OBJECTIVE: Despite the high prevalence of underage drinking, little is known about alcohol withdrawal syndrome (AWS) in adolescents and young adults. The aim of this study is to characterize AWS in this population. METHOD: We conducted a retrospective chart review of all hospital admissions with the Clinical Institute Withdrawal Assessment of Alcohol Scale, Revised (CIWA-Ar) protocol at Mayo Clinic between June 2019 and June 2022. RESULTS: We identified a total of 10,220 patients with 16,338 hospital admissions where CIWA-Ar protocol was implemented. Within this cohort, 130 patients (70 male and 60 female; 1.3% of all patients) with 148 admissions (0.9% of all admissions) were under 21 years of age. A total of 44% of patients (n = 65) presented with suicidal ideations, and 26% (n = 40) had suicide attempts. In all, 22 (n = 33) required admission to the intensive care unit. The median length of stay in the intensive care unit was 32.8 hours. The median peak CIWA-Ar score was 9 (minimum-maximum = 4-39, interquartile range = 7), and the median time from hospital admission to peak CIWA-Ar score was 9.4 hours (minimum-maximum = 0.1-126, interquartile range = 20.2). A total of 40% of patients (n = 59) received benzodiazepines, whereas 20% (n = 31) required antipsychotics. Three patients (2%) developed delirium tremens, and 5 episodes of alcohol withdrawal seizures (3.4%) were observed. No deaths were reported during hospitalization. However, over the subsequent follow-up period from 2019 to 2023, the all-cause post-hospitalization mortality rate was 3% (n = 4) within 1.6 (±0.6) years. CONCLUSION: These data suggest that adolescents and young adults presenting for treatment of AWS are at risk for morbidity and mortality due to suicidality and withdrawal complications such as withdrawal seizures and delirium tremens. Further studies should evaluate the underlying social and neurobiological predictors of vulnerability and resilience in this age group.

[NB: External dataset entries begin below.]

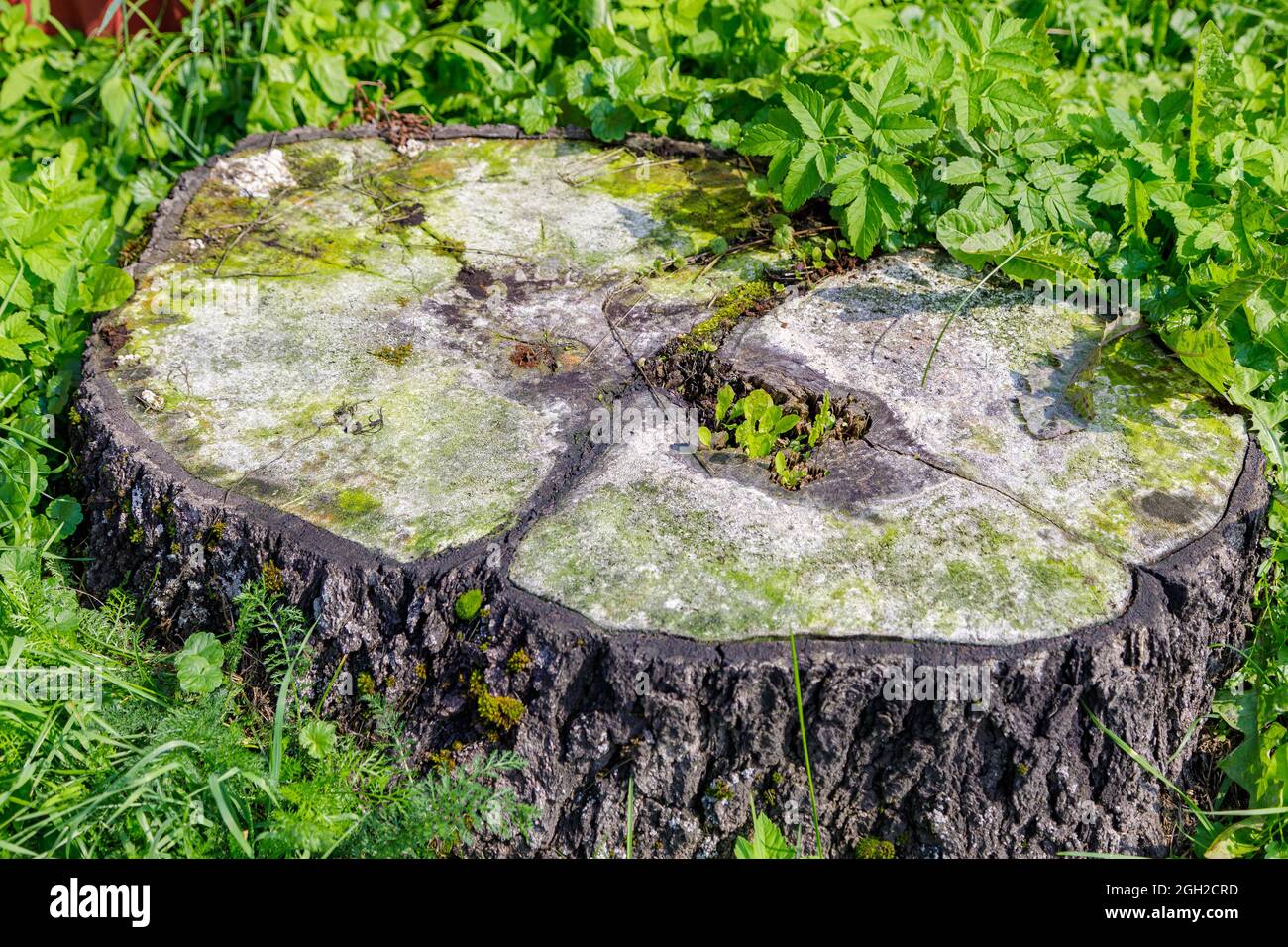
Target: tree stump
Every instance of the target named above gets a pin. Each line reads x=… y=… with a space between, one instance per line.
x=385 y=369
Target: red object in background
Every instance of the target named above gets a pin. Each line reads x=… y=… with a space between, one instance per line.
x=86 y=16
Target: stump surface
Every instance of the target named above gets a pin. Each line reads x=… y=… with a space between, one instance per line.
x=375 y=369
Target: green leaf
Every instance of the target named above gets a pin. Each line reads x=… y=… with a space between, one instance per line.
x=1006 y=97
x=765 y=840
x=809 y=108
x=768 y=138
x=200 y=664
x=20 y=80
x=271 y=108
x=317 y=737
x=104 y=287
x=724 y=398
x=327 y=69
x=803 y=178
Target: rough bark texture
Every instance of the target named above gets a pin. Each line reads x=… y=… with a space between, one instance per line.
x=700 y=727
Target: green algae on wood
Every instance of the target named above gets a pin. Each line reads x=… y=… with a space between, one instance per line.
x=651 y=540
x=342 y=330
x=1147 y=471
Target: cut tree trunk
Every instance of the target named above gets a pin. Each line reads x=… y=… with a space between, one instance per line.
x=382 y=369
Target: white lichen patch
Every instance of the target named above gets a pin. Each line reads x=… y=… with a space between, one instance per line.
x=648 y=540
x=1146 y=468
x=258 y=174
x=399 y=350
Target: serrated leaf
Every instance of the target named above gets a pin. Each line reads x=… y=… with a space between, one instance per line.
x=803 y=179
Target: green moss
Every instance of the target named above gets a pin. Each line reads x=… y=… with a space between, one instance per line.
x=394 y=355
x=356 y=502
x=720 y=791
x=871 y=847
x=725 y=311
x=498 y=714
x=468 y=604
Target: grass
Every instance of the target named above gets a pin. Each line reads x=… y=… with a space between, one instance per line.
x=248 y=770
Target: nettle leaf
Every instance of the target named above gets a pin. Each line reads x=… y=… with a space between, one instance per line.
x=812 y=114
x=1006 y=98
x=964 y=170
x=318 y=738
x=897 y=178
x=1215 y=93
x=883 y=110
x=271 y=108
x=803 y=179
x=104 y=287
x=327 y=71
x=1112 y=185
x=975 y=236
x=769 y=138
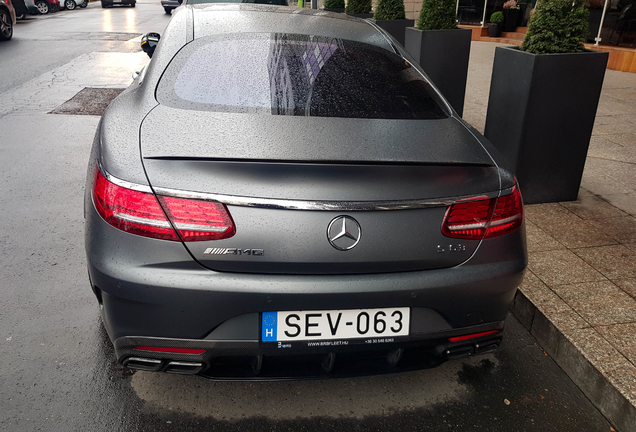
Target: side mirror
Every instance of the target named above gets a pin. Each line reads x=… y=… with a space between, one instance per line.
x=149 y=42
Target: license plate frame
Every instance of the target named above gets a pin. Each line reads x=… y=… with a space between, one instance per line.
x=335 y=327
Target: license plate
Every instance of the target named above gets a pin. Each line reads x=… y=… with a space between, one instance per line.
x=370 y=324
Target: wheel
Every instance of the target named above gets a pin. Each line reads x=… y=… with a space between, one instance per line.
x=6 y=25
x=43 y=7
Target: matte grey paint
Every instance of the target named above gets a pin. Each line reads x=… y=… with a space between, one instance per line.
x=308 y=139
x=155 y=288
x=443 y=54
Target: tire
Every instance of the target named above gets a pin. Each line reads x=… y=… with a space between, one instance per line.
x=6 y=25
x=43 y=7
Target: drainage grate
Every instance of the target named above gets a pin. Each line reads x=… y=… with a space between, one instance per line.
x=89 y=101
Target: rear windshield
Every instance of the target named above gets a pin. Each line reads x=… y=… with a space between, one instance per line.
x=272 y=2
x=297 y=75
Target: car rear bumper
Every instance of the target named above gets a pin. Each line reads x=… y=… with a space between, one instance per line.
x=153 y=293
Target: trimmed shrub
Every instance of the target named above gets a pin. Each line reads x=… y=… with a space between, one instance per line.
x=437 y=15
x=334 y=4
x=358 y=6
x=557 y=26
x=390 y=10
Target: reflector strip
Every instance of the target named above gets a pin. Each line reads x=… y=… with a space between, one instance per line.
x=194 y=227
x=172 y=350
x=140 y=220
x=472 y=336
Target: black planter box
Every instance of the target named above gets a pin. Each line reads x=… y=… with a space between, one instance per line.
x=494 y=30
x=510 y=19
x=540 y=117
x=443 y=54
x=396 y=28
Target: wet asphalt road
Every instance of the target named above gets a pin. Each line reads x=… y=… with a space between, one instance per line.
x=57 y=365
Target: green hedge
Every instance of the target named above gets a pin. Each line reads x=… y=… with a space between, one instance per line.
x=437 y=15
x=389 y=10
x=557 y=26
x=358 y=6
x=334 y=4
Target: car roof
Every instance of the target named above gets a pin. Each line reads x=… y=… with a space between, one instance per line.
x=225 y=18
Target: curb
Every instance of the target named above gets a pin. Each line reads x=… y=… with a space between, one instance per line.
x=607 y=398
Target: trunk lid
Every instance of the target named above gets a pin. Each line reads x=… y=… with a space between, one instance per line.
x=292 y=177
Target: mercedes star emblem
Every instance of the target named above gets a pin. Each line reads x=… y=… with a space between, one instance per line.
x=344 y=233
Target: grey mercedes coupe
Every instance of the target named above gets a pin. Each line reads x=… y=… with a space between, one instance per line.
x=282 y=193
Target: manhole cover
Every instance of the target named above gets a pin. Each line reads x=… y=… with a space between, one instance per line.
x=89 y=101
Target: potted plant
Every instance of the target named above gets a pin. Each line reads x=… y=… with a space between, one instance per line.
x=494 y=27
x=359 y=8
x=441 y=49
x=334 y=5
x=390 y=15
x=511 y=15
x=543 y=101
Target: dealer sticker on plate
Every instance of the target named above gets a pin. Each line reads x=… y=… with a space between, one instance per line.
x=370 y=324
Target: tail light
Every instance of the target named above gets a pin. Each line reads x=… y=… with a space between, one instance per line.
x=144 y=214
x=484 y=218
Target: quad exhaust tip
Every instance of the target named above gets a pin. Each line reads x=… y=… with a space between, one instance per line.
x=154 y=365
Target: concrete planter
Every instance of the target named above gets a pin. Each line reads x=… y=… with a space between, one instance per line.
x=443 y=54
x=362 y=16
x=396 y=28
x=540 y=117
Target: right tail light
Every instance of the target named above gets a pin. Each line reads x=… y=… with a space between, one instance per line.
x=484 y=218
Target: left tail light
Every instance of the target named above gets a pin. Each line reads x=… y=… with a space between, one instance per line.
x=484 y=218
x=145 y=214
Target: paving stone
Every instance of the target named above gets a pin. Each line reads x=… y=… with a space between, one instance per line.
x=538 y=240
x=625 y=202
x=621 y=229
x=619 y=371
x=561 y=267
x=622 y=337
x=627 y=285
x=592 y=207
x=567 y=228
x=614 y=262
x=599 y=303
x=628 y=139
x=604 y=177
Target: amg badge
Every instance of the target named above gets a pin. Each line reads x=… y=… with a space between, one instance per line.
x=233 y=251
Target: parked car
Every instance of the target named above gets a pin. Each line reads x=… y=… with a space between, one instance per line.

目的:尽管未成年人饮酒现象普遍,但对于青少年和青年成人的酒精戒断综合征(AWS)却知之甚少。本研究旨在描述该人群中的AWS特征。 方法:我们对2019年6月至2022年6月期间在梅奥诊所按照酒精戒断临床研究所修订评估量表(CIWA-Ar)方案进行的所有住院病例进行了回顾性病历审查。 结果:我们共识别出10220例患者,实施了CIWA-Ar方案的住院病例有16338例。在该队列中,130例患者(70例男性和60例女性;占所有患者的1.3%)有148次住院(占所有住院的0.9%),年龄在21岁以下。共有44%的患者(n = 65)出现自杀意念,26%(n = 40)有自杀未遂行为。总共22例(n = 33)需要入住重症监护病房。在重症监护病房的中位住院时间为32.8小时。CIWA-Ar评分的中位峰值为9(最小值 - 最大值 = 4 - 39,四分位间距 = 7),从入院到CIWA-Ar评分达到峰值的中位时间为9.4小时(最小值 - 最大值 = 0.1 - 126,四分位间距 = 20.2)。共有40%的患者(n = 59)接受了苯二氮䓬类药物治疗,而20%(n = 31)需要使用抗精神病药物。3例患者(2%)发生了震颤谵妄,观察到5次酒精戒断性癫痫发作(3.4%)。住院期间未报告死亡病例。然而,在2019年至2023年随后的随访期内,全因住院后死亡率在1.6(±0.6)年内为3%(n = 4)。 结论:这些数据表明,因AWS前来治疗的青少年和青年成人由于自杀倾向以及戒断并发症(如戒断性癫痫发作和震颤谵妄)而面临发病和死亡风险。进一步的研究应评估该年龄组易感性和恢复力的潜在社会和神经生物学预测因素。